Max Centobene, pictured above, and Felix Gilbert greet each other on a mentorship video call. Each week, mentorship pairs get together virtually to answer check in prompts and get to know each other.

In high school, it is common to feel left out or ‘othered’, but for students in the LGBTQ+ community this ‘otherness’ is too often a reality amongst straight and cis-gendered peers. Enter the Gender and Sexuality Alliance (GSA), a club geared towards fostering community and conversation between queer students at White Station. 

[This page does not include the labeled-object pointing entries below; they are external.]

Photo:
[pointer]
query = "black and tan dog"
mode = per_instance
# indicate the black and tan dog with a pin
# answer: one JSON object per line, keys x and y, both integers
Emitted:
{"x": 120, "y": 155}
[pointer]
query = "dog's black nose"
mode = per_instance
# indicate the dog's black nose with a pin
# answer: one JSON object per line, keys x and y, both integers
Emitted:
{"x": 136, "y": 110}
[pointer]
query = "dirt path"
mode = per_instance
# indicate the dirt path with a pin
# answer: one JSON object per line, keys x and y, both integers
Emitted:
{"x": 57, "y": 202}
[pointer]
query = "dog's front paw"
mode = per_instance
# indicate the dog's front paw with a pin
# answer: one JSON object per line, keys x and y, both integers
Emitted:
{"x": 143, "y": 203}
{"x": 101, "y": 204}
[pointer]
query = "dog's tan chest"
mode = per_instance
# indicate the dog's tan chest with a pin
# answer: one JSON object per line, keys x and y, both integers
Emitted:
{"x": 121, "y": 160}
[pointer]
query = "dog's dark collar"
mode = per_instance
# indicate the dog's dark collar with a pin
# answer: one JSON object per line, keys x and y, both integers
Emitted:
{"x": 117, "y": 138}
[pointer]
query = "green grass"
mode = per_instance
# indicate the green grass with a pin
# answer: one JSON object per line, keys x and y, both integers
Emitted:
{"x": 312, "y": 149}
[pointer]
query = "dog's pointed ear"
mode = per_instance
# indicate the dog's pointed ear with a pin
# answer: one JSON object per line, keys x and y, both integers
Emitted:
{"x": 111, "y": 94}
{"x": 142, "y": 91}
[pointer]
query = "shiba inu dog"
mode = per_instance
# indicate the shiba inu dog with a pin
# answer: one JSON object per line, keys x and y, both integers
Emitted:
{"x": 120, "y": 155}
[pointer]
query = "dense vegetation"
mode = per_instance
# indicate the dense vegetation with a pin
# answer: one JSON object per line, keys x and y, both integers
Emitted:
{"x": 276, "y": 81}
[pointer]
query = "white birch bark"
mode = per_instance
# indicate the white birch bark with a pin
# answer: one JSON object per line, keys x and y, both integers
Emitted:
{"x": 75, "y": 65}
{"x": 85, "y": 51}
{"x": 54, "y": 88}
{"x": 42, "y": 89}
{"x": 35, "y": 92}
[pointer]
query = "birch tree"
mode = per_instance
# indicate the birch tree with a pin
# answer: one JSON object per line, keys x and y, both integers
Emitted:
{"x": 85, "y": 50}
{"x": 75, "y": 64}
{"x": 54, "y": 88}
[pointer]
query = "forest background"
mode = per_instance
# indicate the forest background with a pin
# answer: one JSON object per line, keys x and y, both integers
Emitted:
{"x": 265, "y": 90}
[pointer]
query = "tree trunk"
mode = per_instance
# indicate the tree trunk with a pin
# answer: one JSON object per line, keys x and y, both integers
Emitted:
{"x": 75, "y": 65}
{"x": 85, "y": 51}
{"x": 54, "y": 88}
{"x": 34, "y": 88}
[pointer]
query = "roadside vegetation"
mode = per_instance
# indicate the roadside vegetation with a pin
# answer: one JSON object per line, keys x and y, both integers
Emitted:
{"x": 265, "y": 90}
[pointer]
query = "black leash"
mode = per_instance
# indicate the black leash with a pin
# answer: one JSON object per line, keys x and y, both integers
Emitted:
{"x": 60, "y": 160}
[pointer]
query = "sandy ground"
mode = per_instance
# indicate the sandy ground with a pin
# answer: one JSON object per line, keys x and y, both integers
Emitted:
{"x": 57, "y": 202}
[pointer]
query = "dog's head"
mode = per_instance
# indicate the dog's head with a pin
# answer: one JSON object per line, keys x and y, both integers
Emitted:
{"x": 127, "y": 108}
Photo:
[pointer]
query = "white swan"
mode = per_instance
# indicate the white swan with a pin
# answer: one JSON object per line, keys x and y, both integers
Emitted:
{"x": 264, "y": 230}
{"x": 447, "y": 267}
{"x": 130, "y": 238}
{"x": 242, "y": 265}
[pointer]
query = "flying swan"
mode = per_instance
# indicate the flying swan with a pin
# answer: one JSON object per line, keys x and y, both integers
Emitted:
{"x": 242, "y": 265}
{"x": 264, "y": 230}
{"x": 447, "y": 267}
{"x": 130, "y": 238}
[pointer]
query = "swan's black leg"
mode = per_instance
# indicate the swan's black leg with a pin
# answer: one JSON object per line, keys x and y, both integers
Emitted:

Started fifteen years ago by teachers Monique Fisher and Tricia Phillips, White Station’s GSA has revamped in 2020 to provide a safe space for LGBTQ+ students. Felix Gilbert (10) has struggled with his sense of belonging at White Station but has found a home in GSA.

“As an LGBT student, it’s really hard to be a part of a school community when you feel like you’re the only one like you. When I discovered that our school had a GSA I was like, hey, I should be with people like me,” Gilbert said.

Gilbert also takes part in GSA’s new mentorship program, which pairs together under and upperclassmen, so younger queer students have someone to go to for advice and friendship. Gilbert is paired with Max Centobene (12), who came out as transgender his sophomore year and wishes mentorship would have been available sooner to smooth his own transition. 

“In high school, I was starting to figure stuff out more, but I still didn’t realize I was trans until sophomore year because I had only seen one or two experiences of trans-masculine people…” Centobene said. “I feel like if I had had an in-person resource that had a similar experience to me, I would have realized who I was a lot sooner and been a lot more comfortable.”

This older mentor is an aid to students like Gilbert, for whom high school is not always a safe environment. Many queer and transgender students do not know who will be accepting of their identities and who will ostracize them, so safe spaces like the GSA and the mentorship program are indispensable.

“It reminds you that you’re not weird or different. There’s someone that connects with you on that level,” Fisher said. “We have a few students who are still not out to their parents or their families, and so it gives them someone that doesn’t make them feel out of place.”

While advice and support are fundamental aspects of mentorship, perhaps the most important part of the program and GSA is the sense of community built through discussion and fun. In a space where they can purely be themselves, queer students have come out of their shells to form friendships in GSA.

“At the end of the day, even though I am giving advice and stuff, my mentee is my friend. I get to meet him; I get to learn new things about him, and learning new things about people is very important to me,” Centobene said.